Commit to your mountain
When I think about spending quality time with God, a hike I went on in mid-January of 2012 is top of mind. It was such a rich and beautiful experience which I often look back on and treasure. Have you ever had an experience that seems so ordinary and yet it impacts you in a significant way? That’s the case for me with this hike. Someone I’d spoken with over the Christmas holidays had pointed out how I live in such a beautiful place. They inspired me to get out into nature more often because I love nature, the outdoors, and hiking. It was a lovely Saturday in Cape Town so I decided to do just that.

I was feeling like God was prompting me to take time and spend it with Him. I decided to head to Kirstenbosch Botanic Gardens to spend some quality time with God there. It’s a stunning, scenic, well-maintained, lush garden that I knew would provide a tranquil and safe space for that. After all, I feel closer to God in nature. I didn’t set out to hike though. It is generally not recommended to hike alone in South Africa for safety’s sake. I had actually never hiked alone. However, once I started walking around in the garden I couldn’t help myself. I felt drawn to climb a mountain for some reason so I hiked.

I would hike for some time then find a spot to sit with God awhile. What was meant to be a couple of hours of quiet time turned into a whole afternoon of walking and hiking along several trails in and connected to the garden. I conversed with God in my mind as I went along. The conversation was nothing profound. It was just a regular conversation like one someone might have with a friend. I could not see God yet I felt His presence so strongly that it felt tangible. It felt so natural and so real. I remember talking to God about how difficult it is to relate to Him sometimes as an incorporeal being. And so, to feel His presence that strongly following that was an affirming and direct response.

What surprised me the most was how much fun I had that day. It was as though I’d spent the afternoon with a really good friend. I walked for hours amongst the vast greenery and plant life. I took pictures of the beautiful landscape and marvelled at the splendour in the world around me as if I was seeing it for the first time. I guess I was seeing it with a fresh perspective. I washed my feet in the cool water of a stream I found and splashed some on my face. I delighted in the simplicity and the beauty of it all. A few times I felt scared of being alone with no one in sight. Yet I felt safe because I knew God was with me. At other times my brain would say, “You know this is weird, right?” Yet my soul felt loved, blessed, joyful, and filled up.

At times it was so still and quiet that I could hear the occasional rustling of leaves and creak of branches in the soft breeze. I could hear birds and insects in the thicket of trees and bushes. At some point, I could hear the gentle stream I left behind me. I imagined this was a glimpse of God’s original design. It was a design for an intimate, personal relationship with Him. It was a design for complete harmony with Him, with each other, and with nature. Everything was intended to be thriving, healthy, and pleasing. No struggling, no striving, no fear, and no death or decay. There wouldn’t be so much as a browning leaf in sight. We are meant to experience only joy, companionship, security, and wholeness. People and animals living in unity and peace side by side.

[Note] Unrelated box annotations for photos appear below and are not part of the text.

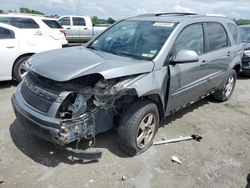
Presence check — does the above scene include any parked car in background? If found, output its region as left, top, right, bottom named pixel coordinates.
left=12, top=13, right=242, bottom=156
left=0, top=23, right=62, bottom=82
left=239, top=25, right=250, bottom=76
left=58, top=16, right=108, bottom=42
left=0, top=14, right=68, bottom=47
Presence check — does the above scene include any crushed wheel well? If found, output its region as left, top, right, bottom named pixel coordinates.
left=145, top=94, right=164, bottom=121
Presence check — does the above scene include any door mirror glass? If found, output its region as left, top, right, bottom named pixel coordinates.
left=172, top=50, right=199, bottom=64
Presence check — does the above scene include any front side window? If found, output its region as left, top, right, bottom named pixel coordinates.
left=174, top=24, right=204, bottom=55
left=73, top=17, right=86, bottom=26
left=239, top=27, right=250, bottom=43
left=0, top=27, right=15, bottom=39
left=43, top=20, right=62, bottom=29
left=227, top=23, right=242, bottom=44
left=88, top=20, right=176, bottom=60
left=58, top=17, right=70, bottom=25
left=207, top=22, right=228, bottom=51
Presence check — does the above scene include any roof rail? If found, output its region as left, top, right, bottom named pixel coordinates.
left=155, top=12, right=197, bottom=16
left=136, top=12, right=197, bottom=17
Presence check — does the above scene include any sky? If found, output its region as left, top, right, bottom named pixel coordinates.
left=0, top=0, right=250, bottom=19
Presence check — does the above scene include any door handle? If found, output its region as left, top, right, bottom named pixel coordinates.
left=201, top=60, right=207, bottom=66
left=227, top=51, right=232, bottom=56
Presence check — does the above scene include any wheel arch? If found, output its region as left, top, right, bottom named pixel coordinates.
left=143, top=94, right=165, bottom=121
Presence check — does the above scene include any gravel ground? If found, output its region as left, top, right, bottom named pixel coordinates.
left=0, top=78, right=250, bottom=188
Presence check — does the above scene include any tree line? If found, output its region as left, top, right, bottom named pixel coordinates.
left=0, top=7, right=250, bottom=25
left=0, top=7, right=115, bottom=24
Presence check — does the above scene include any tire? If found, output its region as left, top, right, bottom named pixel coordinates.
left=13, top=56, right=30, bottom=83
left=213, top=70, right=237, bottom=102
left=118, top=100, right=159, bottom=156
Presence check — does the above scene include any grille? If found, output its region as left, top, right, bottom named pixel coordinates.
left=21, top=83, right=53, bottom=112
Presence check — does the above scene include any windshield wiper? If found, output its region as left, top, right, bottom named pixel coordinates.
left=109, top=51, right=147, bottom=60
left=87, top=46, right=101, bottom=51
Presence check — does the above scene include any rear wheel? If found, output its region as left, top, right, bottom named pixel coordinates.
left=13, top=56, right=30, bottom=82
left=118, top=101, right=159, bottom=156
left=213, top=70, right=236, bottom=102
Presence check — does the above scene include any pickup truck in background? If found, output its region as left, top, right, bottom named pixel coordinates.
left=58, top=16, right=109, bottom=42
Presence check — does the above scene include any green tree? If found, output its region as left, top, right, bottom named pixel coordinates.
left=92, top=16, right=99, bottom=25
left=233, top=19, right=250, bottom=25
left=107, top=18, right=115, bottom=24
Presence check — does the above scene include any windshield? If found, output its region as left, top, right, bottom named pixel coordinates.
left=88, top=20, right=175, bottom=60
left=239, top=27, right=250, bottom=43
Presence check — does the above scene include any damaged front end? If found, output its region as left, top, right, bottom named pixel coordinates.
left=12, top=72, right=137, bottom=160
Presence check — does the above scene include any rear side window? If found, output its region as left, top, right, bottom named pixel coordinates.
left=174, top=24, right=204, bottom=55
left=0, top=17, right=39, bottom=29
left=227, top=23, right=242, bottom=44
left=0, top=27, right=15, bottom=39
left=207, top=22, right=228, bottom=51
left=73, top=17, right=86, bottom=26
left=43, top=20, right=62, bottom=29
left=58, top=17, right=70, bottom=25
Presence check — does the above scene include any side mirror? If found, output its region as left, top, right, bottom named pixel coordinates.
left=171, top=50, right=199, bottom=64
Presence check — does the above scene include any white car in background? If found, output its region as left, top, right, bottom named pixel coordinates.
left=0, top=14, right=68, bottom=47
left=0, top=23, right=62, bottom=82
left=58, top=16, right=110, bottom=42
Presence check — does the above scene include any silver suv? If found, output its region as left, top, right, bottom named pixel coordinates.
left=12, top=13, right=242, bottom=157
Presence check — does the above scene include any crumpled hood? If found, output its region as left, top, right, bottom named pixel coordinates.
left=30, top=46, right=154, bottom=82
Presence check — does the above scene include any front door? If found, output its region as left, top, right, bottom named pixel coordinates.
left=0, top=27, right=19, bottom=81
left=166, top=23, right=209, bottom=113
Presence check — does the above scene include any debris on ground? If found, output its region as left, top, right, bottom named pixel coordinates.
left=171, top=156, right=181, bottom=164
left=0, top=176, right=4, bottom=184
left=122, top=176, right=127, bottom=181
left=154, top=134, right=202, bottom=145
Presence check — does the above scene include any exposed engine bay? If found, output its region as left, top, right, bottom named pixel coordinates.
left=24, top=72, right=136, bottom=150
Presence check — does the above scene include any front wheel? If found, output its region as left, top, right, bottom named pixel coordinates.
left=118, top=101, right=159, bottom=156
left=213, top=70, right=237, bottom=102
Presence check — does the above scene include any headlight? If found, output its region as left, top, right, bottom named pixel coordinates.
left=244, top=50, right=250, bottom=56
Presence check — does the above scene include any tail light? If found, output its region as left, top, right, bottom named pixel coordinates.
left=60, top=29, right=66, bottom=37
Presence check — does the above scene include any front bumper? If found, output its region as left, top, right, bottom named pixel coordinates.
left=241, top=56, right=250, bottom=75
left=11, top=88, right=63, bottom=145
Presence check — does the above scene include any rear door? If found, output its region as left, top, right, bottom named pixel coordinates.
left=205, top=22, right=234, bottom=90
left=58, top=16, right=75, bottom=39
left=166, top=23, right=208, bottom=112
left=0, top=27, right=19, bottom=81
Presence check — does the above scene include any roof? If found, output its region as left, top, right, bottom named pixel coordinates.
left=130, top=12, right=229, bottom=23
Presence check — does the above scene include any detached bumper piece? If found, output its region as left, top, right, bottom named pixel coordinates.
left=65, top=147, right=102, bottom=161
left=12, top=93, right=102, bottom=161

The next day, I heard a sermon that gave a deeper meaning to my desire to hike whilst spending time with God. It added another layer to my experience. It was a sermon by Brian Houston where he spoke about committing to your mountain. He spoke of how God is present not only at the beginning of something but also in the ending as well. He said that, often, seasons or phases in your life will come to an end in unexpected and abrupt ways and it’s difficult to see God’s hand in it but we should. Just because an era is over it doesn’t mean God’s done with you.

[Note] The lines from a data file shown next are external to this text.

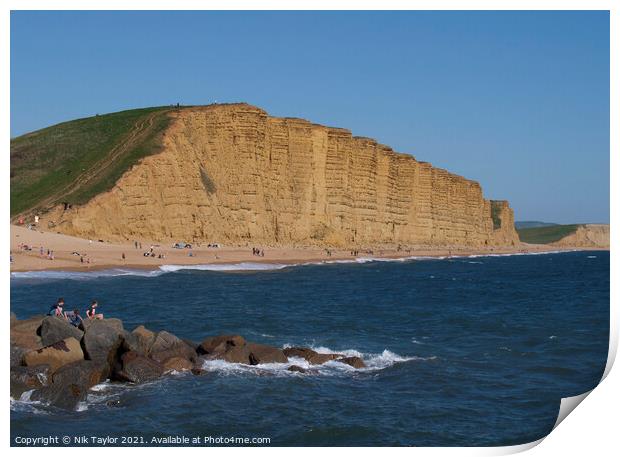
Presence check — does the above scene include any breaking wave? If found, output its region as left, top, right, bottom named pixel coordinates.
left=159, top=262, right=288, bottom=273
left=203, top=345, right=436, bottom=376
left=11, top=249, right=578, bottom=282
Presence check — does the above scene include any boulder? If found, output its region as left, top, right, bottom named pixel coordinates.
left=164, top=357, right=194, bottom=371
left=130, top=325, right=155, bottom=355
left=82, top=319, right=123, bottom=367
left=246, top=343, right=288, bottom=365
left=11, top=365, right=50, bottom=400
left=24, top=337, right=84, bottom=373
left=30, top=360, right=107, bottom=410
left=308, top=352, right=342, bottom=365
left=11, top=316, right=45, bottom=350
left=11, top=343, right=28, bottom=367
left=39, top=316, right=84, bottom=346
left=80, top=317, right=124, bottom=333
left=149, top=331, right=196, bottom=363
left=282, top=347, right=343, bottom=365
left=218, top=345, right=250, bottom=365
left=115, top=351, right=164, bottom=384
left=336, top=357, right=366, bottom=368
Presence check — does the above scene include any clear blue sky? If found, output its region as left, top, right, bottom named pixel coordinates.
left=11, top=12, right=609, bottom=223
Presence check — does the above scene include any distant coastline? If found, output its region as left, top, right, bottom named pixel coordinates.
left=11, top=226, right=609, bottom=272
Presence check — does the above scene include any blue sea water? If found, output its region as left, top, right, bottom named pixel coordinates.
left=11, top=251, right=610, bottom=446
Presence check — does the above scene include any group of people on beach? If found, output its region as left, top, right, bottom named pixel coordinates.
left=47, top=297, right=103, bottom=327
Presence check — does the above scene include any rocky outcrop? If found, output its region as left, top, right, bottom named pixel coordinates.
left=11, top=316, right=365, bottom=409
left=24, top=337, right=84, bottom=372
left=551, top=224, right=610, bottom=249
left=283, top=347, right=344, bottom=365
left=115, top=352, right=164, bottom=384
left=39, top=316, right=84, bottom=346
left=30, top=360, right=106, bottom=409
left=36, top=104, right=518, bottom=247
left=11, top=316, right=45, bottom=349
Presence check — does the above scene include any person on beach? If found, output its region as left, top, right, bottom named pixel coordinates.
left=86, top=300, right=103, bottom=319
left=65, top=309, right=82, bottom=327
left=47, top=297, right=65, bottom=317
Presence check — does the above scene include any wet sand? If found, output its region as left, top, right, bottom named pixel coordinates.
left=11, top=225, right=600, bottom=271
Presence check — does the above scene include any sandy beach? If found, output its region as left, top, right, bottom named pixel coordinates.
left=11, top=225, right=591, bottom=271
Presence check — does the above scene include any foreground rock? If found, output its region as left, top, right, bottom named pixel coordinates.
left=11, top=316, right=45, bottom=349
left=149, top=331, right=196, bottom=363
left=82, top=319, right=123, bottom=370
left=283, top=347, right=344, bottom=365
left=11, top=365, right=50, bottom=399
left=39, top=316, right=84, bottom=346
left=24, top=337, right=84, bottom=373
left=30, top=360, right=107, bottom=409
left=336, top=357, right=366, bottom=369
left=197, top=335, right=288, bottom=365
left=115, top=352, right=164, bottom=384
left=164, top=357, right=194, bottom=371
left=10, top=315, right=365, bottom=409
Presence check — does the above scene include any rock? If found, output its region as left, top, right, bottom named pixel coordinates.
left=11, top=365, right=50, bottom=400
left=308, top=353, right=342, bottom=365
left=196, top=335, right=245, bottom=354
left=124, top=325, right=155, bottom=355
left=181, top=338, right=200, bottom=352
left=39, top=316, right=84, bottom=346
left=80, top=317, right=125, bottom=333
left=30, top=360, right=107, bottom=410
left=149, top=331, right=197, bottom=363
left=197, top=335, right=288, bottom=365
left=11, top=316, right=45, bottom=349
left=11, top=343, right=28, bottom=367
left=282, top=347, right=343, bottom=365
left=192, top=357, right=206, bottom=376
left=164, top=357, right=194, bottom=371
left=115, top=352, right=164, bottom=384
left=336, top=357, right=366, bottom=368
left=216, top=346, right=250, bottom=365
left=82, top=319, right=123, bottom=368
left=246, top=343, right=288, bottom=365
left=24, top=337, right=84, bottom=373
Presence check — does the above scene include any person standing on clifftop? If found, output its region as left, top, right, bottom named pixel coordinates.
left=47, top=297, right=65, bottom=317
left=86, top=300, right=103, bottom=319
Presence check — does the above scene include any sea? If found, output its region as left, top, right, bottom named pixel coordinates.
left=11, top=251, right=610, bottom=446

Brian also referred to Jeremiah 29:11 in the sermon saying it was spoken to a people facing an end to their dreams. Despite that, those people were told to carry on, plant gardens, marry, seek peace with their captors and continue trusting God. This struck a chord with me because since the year had begun, Jeremiah 29:11 had been on my heart. I was facing an end to some of my dreams. My life had changed in several unexpected ways, both good and not so good, over a short period. He ended off by using a mountain as an analogy saying we often face mountains in life but we need to commit to climbing the mountain because God remains faithful and will see us victorious in the end. It was like the previous day primed me to hear and be impacted by that message in a way that I might not have otherwise.